UGANDA
Salama SHIELD Foundation (SSF) was primarily established on the evidence of ethnographic research on HIV/AIDS conducted in southwestern Uganda in the early 1990s. At that time, HIV/AIDS was infecting a third of the population, and as persons in the affected communities told us: “we are dying; it is finished.” While incidence and prevalence did decrease in the ensuing years, the combination of anti-retroviral access has led to complacency on the part of the general public – HIV remains as a critical concern.
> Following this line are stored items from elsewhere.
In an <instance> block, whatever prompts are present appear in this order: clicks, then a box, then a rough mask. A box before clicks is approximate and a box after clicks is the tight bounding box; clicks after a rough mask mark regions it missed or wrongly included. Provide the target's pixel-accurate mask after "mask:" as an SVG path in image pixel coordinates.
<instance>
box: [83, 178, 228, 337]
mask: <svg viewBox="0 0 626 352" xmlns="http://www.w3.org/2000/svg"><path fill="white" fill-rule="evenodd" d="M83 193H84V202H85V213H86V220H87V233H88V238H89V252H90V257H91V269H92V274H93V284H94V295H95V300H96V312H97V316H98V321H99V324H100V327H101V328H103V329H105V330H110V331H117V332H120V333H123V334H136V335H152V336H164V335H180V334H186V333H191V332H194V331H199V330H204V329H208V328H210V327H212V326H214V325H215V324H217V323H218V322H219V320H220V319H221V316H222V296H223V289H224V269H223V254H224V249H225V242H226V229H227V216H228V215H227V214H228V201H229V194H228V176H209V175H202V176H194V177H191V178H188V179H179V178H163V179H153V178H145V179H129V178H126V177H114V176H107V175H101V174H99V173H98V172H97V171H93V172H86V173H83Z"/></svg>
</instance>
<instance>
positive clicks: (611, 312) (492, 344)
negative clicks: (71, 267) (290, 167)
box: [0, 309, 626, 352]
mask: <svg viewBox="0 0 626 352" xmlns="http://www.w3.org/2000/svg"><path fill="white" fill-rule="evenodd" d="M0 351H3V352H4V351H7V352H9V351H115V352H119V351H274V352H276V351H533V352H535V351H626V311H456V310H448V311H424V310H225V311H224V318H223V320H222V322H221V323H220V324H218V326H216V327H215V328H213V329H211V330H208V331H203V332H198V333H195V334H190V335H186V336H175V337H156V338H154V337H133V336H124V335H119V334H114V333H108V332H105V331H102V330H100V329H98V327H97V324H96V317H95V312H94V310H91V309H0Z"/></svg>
Within this immensely troubling context, SSF revitalized the traditional role of mentors and health workers (paternal aunts and uncles), who accompany the field-agents responsible for financial literacy programs in the microfinance program.
MALAWI
SSF-M’s current focus is on mental health, and how it is that SSF, in partnership with SSF-Malawi, can address the psychological and emotional consequences of gender-based violence (GBV) and domestic abuse. Covid-19 severely affected the well-being and mental health of impoverished Malawians. With men laid off work due to the closure of industries, they would languish at home, increasingly angered and frustrated by their socio-economic circumstances, and often-times lash out at their children and the women in their lives. SSF is currently seeking to more fully understand the behavioural and psychological determinants of GBV, in hopes to generate social and culturally compelling interventions to mitigate this mental health problem.
ONTARIO, CANADA
Mental health concerns are at the core of Sovereign Core’s efforts to enhance well-being amongst the trauma-affected, black, ethnocultural communities in Ontario. When confronted with the experience of racism, structural violence, and marginalization, members of the black and African Diaspora ethnocultural communities are severely impacted psychologically, emotionally, and physically. The added insult of young black men’s “father hunger”, where there is an absence of significant role modelling and mentorship, only augments their hopelessness, isolation and despair. In partnership with SSF, SC offers mental health counselling, referrals, and advocacy to women, men, children, and families in distress.